Of course, if your house is anything like mine, you may find that on occasion your lap is full of cat, instead.


Gripper Pad Rounds

You will also want to line your tray with a few of these round gripper pads to make sure that things that you put in your tray on your lap don’t slide around while you are wheeling through the house. You could also get a roll of the same material and cut it to fit, but these disks are so useful for all kinds of things, plus they come in a package of 12 for $6. How can you go wrong? I actually first discovered these when I broke my wrist, as they are great for keeping something from sliding around the counter when you are trying to open it.


A Tip-Proof Coffee Cup

I have had two of these HotJo brand tip-proof travel mugs for decades. They are fantastic. They are solid stoneware, a generous 18 ounces, and the recessed lid clips in. And they are truly tip-proof.

They are exactly what you want for ferrying your hot coffee or tea, in your tray, from the kitchen to your living room/dining room/desk/table/bed.

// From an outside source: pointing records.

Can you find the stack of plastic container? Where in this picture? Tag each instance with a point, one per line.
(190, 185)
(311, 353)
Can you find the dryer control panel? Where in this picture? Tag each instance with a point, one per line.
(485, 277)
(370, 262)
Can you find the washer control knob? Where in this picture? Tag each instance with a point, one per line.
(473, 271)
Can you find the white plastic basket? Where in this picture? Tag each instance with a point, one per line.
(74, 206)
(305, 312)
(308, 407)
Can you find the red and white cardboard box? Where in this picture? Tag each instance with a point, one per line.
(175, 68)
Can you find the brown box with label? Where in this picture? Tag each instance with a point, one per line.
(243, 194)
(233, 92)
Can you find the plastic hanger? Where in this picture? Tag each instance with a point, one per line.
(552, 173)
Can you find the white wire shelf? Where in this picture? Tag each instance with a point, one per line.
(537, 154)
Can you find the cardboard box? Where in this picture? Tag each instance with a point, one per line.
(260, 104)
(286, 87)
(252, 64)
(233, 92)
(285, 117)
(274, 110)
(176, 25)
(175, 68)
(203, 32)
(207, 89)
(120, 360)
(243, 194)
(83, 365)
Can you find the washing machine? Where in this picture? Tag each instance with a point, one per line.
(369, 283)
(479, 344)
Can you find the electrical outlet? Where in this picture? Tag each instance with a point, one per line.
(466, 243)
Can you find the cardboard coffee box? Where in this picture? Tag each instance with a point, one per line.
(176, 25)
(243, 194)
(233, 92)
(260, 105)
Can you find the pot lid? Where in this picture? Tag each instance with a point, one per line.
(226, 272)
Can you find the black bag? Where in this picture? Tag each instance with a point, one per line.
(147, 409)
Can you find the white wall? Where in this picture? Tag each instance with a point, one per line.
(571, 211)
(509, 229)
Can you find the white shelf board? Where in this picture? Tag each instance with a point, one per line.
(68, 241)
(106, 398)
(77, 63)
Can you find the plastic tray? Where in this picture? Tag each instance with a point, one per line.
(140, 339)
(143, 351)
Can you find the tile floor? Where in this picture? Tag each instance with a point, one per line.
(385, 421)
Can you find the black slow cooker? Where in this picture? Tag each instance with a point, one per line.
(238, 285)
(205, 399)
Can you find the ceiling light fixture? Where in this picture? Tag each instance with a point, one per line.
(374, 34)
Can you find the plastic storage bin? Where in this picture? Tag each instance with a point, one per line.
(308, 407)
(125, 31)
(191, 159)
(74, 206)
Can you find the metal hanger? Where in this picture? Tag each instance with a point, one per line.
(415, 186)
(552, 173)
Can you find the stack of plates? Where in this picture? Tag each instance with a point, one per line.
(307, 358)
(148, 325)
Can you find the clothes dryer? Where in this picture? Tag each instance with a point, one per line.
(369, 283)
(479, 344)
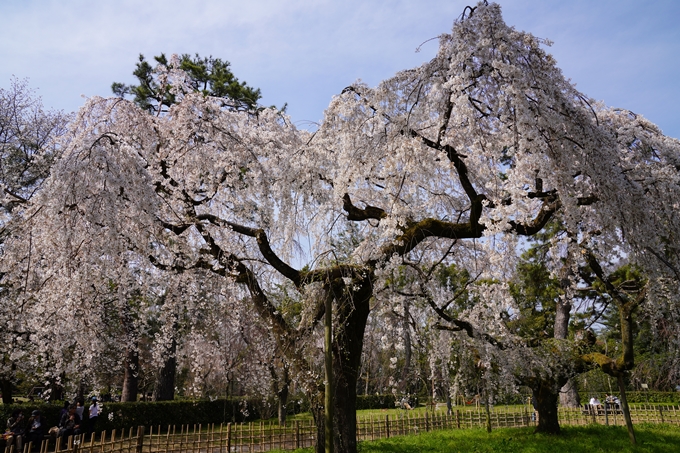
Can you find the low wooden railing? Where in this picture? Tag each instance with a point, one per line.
(266, 436)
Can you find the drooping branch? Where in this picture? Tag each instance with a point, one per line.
(357, 214)
(263, 244)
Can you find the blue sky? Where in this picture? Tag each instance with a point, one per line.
(302, 52)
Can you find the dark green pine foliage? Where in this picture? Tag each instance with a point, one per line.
(208, 75)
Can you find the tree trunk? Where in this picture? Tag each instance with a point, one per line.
(545, 395)
(165, 383)
(569, 396)
(6, 388)
(282, 400)
(625, 409)
(406, 327)
(131, 377)
(352, 308)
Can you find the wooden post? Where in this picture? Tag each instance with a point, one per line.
(606, 414)
(140, 439)
(328, 362)
(229, 437)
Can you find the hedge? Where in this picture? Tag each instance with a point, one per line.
(640, 397)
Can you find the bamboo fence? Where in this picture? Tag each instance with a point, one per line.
(266, 436)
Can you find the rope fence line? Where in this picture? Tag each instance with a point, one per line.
(258, 437)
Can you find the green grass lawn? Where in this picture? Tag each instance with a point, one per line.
(651, 439)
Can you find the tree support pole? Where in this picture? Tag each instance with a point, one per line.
(328, 359)
(625, 409)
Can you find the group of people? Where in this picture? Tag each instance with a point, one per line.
(609, 401)
(74, 419)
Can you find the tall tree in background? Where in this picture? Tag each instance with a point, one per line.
(207, 75)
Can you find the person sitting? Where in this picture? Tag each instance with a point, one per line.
(69, 425)
(15, 427)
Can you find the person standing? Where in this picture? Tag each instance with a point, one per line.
(94, 414)
(36, 427)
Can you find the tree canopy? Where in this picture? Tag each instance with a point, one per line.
(449, 163)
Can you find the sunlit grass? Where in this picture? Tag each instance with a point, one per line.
(594, 438)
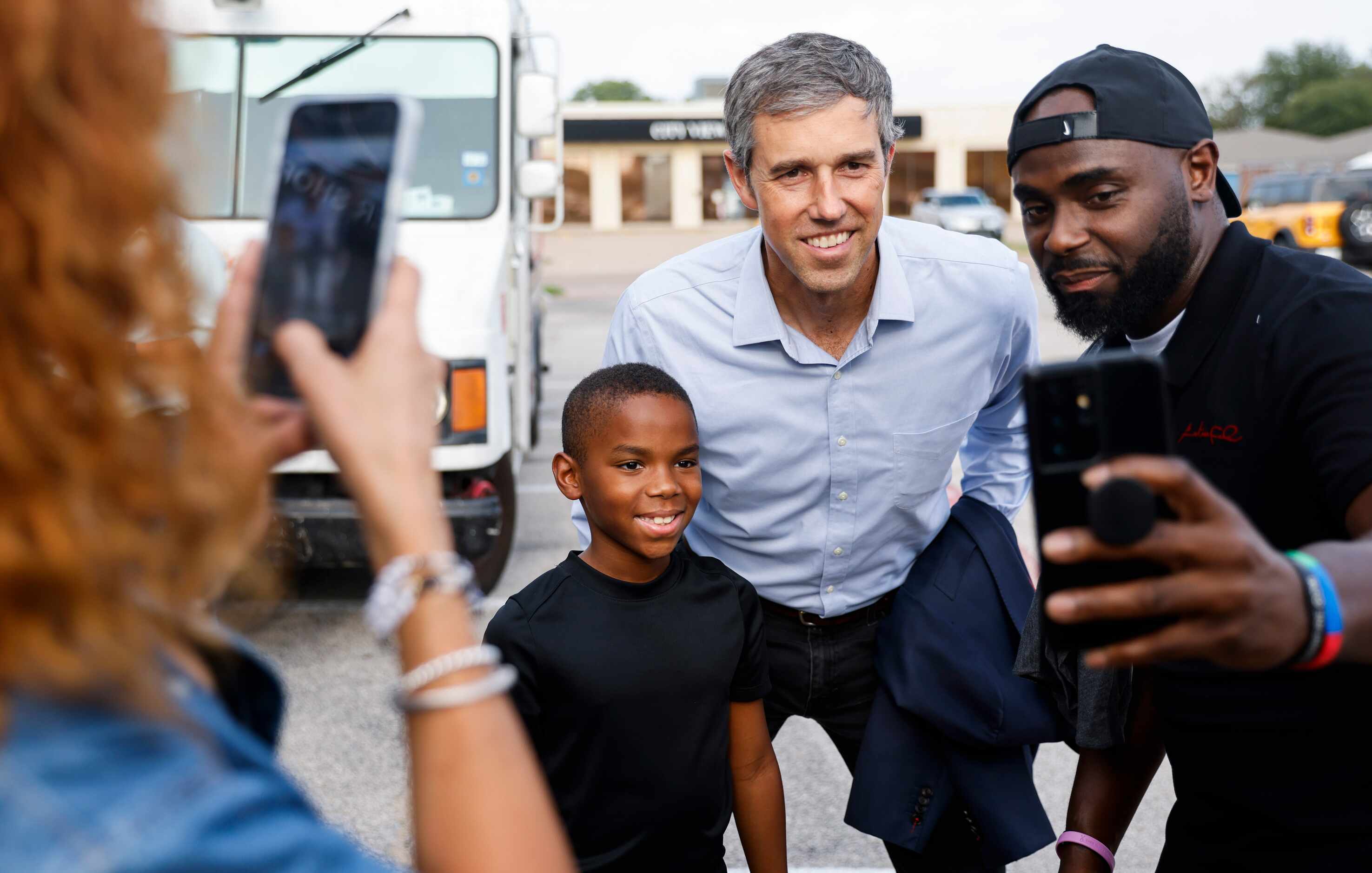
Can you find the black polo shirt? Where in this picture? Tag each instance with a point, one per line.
(1271, 378)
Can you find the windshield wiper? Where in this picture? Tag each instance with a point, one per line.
(339, 54)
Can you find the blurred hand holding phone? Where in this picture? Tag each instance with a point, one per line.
(1083, 414)
(344, 165)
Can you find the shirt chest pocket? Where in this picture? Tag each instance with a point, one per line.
(922, 460)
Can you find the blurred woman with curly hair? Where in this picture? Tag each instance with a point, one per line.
(135, 734)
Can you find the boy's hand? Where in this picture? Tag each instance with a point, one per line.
(759, 803)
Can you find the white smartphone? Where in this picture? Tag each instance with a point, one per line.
(344, 166)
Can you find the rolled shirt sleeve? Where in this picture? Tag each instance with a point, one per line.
(995, 457)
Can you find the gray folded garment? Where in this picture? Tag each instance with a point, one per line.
(1094, 702)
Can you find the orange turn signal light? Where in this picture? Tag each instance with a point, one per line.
(468, 400)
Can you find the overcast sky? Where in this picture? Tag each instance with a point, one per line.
(939, 54)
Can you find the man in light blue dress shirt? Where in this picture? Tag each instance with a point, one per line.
(839, 363)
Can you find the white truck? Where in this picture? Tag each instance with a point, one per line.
(471, 212)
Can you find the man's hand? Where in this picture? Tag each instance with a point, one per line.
(1238, 602)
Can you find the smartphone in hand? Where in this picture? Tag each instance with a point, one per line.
(1081, 414)
(345, 164)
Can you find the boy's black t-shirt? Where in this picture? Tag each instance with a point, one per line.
(625, 689)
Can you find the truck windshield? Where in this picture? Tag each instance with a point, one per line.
(221, 138)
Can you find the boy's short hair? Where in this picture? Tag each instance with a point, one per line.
(596, 397)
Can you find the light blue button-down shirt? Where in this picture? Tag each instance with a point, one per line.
(822, 480)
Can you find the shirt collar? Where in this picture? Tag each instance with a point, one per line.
(1221, 286)
(756, 319)
(1223, 283)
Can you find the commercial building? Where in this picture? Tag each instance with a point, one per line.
(655, 161)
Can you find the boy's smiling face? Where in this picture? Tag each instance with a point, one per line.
(640, 483)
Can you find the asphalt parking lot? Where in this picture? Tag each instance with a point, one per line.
(346, 744)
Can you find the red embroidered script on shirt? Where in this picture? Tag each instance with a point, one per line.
(1216, 433)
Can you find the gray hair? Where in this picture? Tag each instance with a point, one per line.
(798, 76)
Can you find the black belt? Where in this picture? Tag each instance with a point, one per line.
(810, 620)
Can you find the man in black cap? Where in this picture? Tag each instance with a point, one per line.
(1252, 689)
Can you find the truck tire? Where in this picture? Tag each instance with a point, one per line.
(1356, 230)
(490, 566)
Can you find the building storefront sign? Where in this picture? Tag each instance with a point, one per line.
(669, 130)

Plus, if you, like me, like sipping your beverage through a metal straw (because plastic straws leach BPA and other nasties when used with hot beverages, and some even melt), the sip hole in the lid perfectly accommodates those metal straws!

You can get 4 of these metal straws for $7, and they last forever.


A Small Crossbody Bag

A small crossbody bag will become your best friend. You will find yourself wearing and using it constantly to carry small things (your phone, a prescription bottle, your glasses, etc.), and it will be especially handy while you are using your walker or wheelchair.

I happened to already have one that looks a lot like this one:


If you don’t have one, there are tons available on Amazon (including the one like mine in above the picture). Or here is a small crossbody bag for men or women for $19.99.



A Walker ‘Saddlebag’

I was really lucky in that my Hugo walker came with not just one, but two saddlebags (one on each side). So I took one off and put it on one of my other walkers. I use these saddlebags all the time (that is when I’m using my walker, which I still have to do to get to the bathroom, or out of the bedroom to the main part of the house where the wheelchair is (the wheelchair can’t maneuver in through my bedroom door which is on the side of the end of a narrow hallway).

But if I didn’t already have saddlebags, I would totally get this one, which has great reviews and is only $12, to boot!


I hope that you have found this helpful; I know that I wish that I had had such a resource before I went in under the knife!